If England are forced to take part in a penalty shoot-out in the World Cup, goalkeeper David Seaman should study the takers' body language.
Academics believe a 'keeper may increase his chances of saving penalty kicks by watching how far the striker leans on his standing leg just before the kick.
If a right-footed striker leans heavily to his left he is more likely to shoot to his right side. If his leg and shoulders lean just a little to the left, he is more likely to shoot to his left.
Sports scientists at the University of Greenwich came to the conclusion after studying videos of 46 penalty kicks taken by a right-footed striker with the West Ham youth team.
The researchers found they could use visual clues unwittingly given by strikers to train 'keepers to recognise the signs that indicate where the striker is about to shoot. Al-Amin Kassam, a medical student who is also the goalkeeper for his university team, used a video camera set at eye-level to analyse the striker's movements during each penalty.

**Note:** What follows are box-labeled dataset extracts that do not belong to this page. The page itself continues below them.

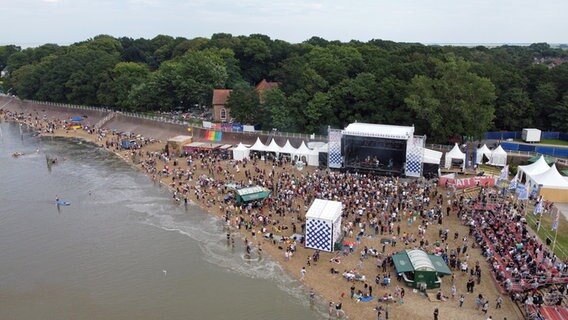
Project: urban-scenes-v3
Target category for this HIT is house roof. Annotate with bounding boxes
[213,89,233,105]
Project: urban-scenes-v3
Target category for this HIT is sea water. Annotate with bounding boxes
[0,122,325,320]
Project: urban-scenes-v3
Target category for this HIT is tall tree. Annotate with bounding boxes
[227,85,263,124]
[405,58,495,141]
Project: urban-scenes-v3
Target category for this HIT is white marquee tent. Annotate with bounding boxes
[280,140,298,155]
[264,138,282,154]
[475,144,491,164]
[489,145,507,167]
[249,138,266,151]
[233,143,250,161]
[305,199,343,252]
[517,156,550,181]
[424,148,443,165]
[445,143,465,170]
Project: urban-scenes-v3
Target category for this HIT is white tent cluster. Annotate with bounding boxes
[233,138,327,166]
[445,143,465,170]
[475,144,507,167]
[517,156,568,188]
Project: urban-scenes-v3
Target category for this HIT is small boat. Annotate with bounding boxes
[55,200,71,206]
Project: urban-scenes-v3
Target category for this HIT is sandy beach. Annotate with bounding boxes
[2,100,532,319]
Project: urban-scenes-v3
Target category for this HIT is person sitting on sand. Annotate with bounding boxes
[436,289,448,301]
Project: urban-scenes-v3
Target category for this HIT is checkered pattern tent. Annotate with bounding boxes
[306,199,343,252]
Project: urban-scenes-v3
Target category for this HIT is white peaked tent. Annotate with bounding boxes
[445,143,465,170]
[233,143,250,161]
[475,144,491,164]
[314,143,328,153]
[489,145,507,167]
[280,140,298,155]
[517,155,550,180]
[265,138,282,154]
[305,199,343,252]
[296,141,319,167]
[249,138,266,151]
[424,148,443,165]
[527,164,568,188]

Ten goalkeepers who were shown video clips frozen at the moment the striker was about to kick the ball were asked to predict where they should dive. After just five minutes training, the keepers increase their accuracy by 9 per cent.
"Many goalkeepers rely too much on their gut instinct and on non-informative visual clues, such as the direction a striker is looking when talking a penalty – strikers frequently disguise the way they are looking," said Mr Kassam, who did the study as part of his postgraduate research.